The elderly population is growing faster than most other age groups as many of those in the baby boomer generation are becoming a part of this group. Since many of these people have children themselves, there are many people in our society who are concerned about them and their well-being. Most often, they are wondering what makes them different from younger generations, and how they can make them have the best experience of aging possible.
One thing you learn when looking into geriatric patients and care in this newly aging generation is that they often don’t age the same way as their parents and prior generations did. Most of them are healthier for longer in their lives, meaning that they are active and able until they are older. Some of their parents at the same age were having many chronic health conditions, whereas many of the newly aging population are not having the same health conditions.
You may wonder why this is, even though it is a good thing. Differences always inspire questions in others. Most of the new geriatric population takes much better care of themselves. They have gym memberships, they eat more wholesome and healthy foods, and they often take supplements and utilize the services of alternative healthcare providers.
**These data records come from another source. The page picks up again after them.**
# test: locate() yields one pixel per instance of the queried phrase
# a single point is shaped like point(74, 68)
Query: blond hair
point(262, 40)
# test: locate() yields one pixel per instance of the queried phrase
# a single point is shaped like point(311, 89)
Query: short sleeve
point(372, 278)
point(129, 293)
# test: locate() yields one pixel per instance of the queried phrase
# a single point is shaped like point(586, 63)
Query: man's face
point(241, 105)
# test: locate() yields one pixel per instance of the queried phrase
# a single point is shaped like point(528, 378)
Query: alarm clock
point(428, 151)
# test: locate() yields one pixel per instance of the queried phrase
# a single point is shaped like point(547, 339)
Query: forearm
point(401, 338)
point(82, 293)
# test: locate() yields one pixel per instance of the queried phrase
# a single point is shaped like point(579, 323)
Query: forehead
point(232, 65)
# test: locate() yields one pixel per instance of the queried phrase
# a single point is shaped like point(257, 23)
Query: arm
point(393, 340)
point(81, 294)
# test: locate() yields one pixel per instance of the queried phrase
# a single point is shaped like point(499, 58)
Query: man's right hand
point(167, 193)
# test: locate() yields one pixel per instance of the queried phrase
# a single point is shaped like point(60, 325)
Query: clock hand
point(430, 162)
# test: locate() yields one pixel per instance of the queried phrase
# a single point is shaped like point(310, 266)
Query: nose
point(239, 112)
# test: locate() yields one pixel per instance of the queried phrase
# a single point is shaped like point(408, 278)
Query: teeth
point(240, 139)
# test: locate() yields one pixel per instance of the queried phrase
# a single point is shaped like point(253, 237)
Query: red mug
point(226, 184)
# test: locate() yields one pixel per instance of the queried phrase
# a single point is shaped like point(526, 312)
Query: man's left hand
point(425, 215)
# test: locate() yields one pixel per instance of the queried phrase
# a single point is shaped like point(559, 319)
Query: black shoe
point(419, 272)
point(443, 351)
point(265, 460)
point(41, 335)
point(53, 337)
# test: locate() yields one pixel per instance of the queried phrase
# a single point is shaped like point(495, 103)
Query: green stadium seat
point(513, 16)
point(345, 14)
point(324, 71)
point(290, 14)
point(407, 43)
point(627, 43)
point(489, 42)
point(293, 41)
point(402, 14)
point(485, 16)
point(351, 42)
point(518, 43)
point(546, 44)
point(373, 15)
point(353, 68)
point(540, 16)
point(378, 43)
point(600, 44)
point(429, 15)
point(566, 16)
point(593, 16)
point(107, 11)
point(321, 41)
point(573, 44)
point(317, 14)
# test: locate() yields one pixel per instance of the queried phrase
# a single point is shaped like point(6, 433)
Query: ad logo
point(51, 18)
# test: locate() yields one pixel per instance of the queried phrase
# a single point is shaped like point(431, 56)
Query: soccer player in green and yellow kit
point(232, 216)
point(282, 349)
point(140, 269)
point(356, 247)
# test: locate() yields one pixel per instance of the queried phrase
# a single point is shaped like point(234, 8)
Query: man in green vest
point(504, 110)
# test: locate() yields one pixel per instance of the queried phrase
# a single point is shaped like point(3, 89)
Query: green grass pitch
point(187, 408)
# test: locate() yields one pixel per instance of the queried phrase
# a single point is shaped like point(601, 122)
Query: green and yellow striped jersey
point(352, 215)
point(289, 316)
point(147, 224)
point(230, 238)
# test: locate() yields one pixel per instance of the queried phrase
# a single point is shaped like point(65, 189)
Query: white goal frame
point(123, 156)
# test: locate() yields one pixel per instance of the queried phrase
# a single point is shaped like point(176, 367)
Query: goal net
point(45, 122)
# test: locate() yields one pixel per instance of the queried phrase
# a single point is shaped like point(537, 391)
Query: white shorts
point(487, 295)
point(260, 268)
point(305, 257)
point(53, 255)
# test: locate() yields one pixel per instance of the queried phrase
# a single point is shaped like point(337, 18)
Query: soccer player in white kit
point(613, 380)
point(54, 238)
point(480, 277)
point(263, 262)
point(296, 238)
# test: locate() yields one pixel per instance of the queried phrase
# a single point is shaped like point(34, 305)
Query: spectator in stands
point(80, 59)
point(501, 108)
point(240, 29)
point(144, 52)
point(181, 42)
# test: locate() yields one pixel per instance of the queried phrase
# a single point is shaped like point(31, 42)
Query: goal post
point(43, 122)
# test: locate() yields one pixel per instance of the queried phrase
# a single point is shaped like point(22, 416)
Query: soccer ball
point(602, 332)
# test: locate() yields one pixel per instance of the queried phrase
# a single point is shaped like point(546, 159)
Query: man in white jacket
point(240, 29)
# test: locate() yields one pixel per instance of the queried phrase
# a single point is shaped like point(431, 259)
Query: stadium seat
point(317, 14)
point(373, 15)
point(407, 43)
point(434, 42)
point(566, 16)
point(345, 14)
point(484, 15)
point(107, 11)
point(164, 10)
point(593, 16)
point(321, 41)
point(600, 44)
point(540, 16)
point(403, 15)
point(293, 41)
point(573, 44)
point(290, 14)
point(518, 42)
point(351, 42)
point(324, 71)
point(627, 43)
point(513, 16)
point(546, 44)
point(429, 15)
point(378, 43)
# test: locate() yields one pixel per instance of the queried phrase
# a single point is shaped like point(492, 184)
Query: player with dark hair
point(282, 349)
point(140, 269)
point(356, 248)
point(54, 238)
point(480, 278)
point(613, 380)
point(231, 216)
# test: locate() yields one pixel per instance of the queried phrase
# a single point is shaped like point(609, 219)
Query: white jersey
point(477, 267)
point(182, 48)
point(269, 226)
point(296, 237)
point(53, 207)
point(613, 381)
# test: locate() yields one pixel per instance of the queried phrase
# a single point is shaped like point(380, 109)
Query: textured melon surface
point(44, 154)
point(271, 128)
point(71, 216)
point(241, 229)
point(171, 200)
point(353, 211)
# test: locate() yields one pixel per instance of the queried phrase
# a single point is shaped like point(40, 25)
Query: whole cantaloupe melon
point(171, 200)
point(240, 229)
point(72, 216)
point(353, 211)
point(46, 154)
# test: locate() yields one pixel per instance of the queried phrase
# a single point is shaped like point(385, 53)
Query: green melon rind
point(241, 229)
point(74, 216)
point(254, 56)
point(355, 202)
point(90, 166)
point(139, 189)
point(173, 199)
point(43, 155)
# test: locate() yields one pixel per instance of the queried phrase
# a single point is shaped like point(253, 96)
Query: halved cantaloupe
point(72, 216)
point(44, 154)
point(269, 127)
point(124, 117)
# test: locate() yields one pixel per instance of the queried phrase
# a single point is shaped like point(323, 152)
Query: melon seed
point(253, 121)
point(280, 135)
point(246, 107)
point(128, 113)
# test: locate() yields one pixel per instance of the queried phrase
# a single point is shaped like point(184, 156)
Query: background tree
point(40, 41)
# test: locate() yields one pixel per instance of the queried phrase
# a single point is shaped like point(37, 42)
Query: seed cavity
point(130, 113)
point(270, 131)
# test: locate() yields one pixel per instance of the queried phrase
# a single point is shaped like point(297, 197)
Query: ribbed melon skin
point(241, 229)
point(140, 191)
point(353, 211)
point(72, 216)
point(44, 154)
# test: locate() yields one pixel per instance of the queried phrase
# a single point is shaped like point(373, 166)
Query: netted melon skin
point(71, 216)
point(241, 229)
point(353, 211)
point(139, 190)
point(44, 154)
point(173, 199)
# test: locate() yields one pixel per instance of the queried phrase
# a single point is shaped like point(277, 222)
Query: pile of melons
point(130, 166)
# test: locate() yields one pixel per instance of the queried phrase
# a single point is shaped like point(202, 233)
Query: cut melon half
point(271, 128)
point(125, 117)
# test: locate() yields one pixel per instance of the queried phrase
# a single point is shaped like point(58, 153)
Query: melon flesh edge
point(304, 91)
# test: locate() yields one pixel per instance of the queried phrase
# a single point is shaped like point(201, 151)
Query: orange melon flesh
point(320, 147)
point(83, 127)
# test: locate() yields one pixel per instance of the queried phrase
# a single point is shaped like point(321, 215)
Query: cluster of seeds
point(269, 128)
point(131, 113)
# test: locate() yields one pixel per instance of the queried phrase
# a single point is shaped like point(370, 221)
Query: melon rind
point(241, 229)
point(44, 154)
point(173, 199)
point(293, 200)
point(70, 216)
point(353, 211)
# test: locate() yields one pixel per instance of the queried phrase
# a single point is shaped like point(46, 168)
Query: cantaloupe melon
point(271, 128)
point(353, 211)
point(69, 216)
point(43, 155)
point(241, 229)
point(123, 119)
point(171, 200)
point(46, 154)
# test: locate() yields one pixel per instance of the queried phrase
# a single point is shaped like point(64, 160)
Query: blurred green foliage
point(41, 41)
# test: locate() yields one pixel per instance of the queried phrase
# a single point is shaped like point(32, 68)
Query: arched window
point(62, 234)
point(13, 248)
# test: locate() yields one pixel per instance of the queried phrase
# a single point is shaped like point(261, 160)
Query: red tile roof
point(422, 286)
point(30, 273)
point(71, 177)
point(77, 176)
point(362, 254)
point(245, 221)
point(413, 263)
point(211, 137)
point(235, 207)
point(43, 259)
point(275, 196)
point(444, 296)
They are also in many cases beginning to understand the concept of epi-genetics, or the newly emerging scientific field that tells us that not only is aging as it is understood not normal, but that everything you do actually can change your genes in real time.
So someone whose mother had breast cancer is not necessarily doomed to have breast cancer herself just because her mother did. Simply by changing your genetics in your present life, through nutrition, exercise, and other healthy habits, one can avoid the diseases of previous generations. Naturally, this is very good news and is an arena of science that should be watched carefully for new discoveries.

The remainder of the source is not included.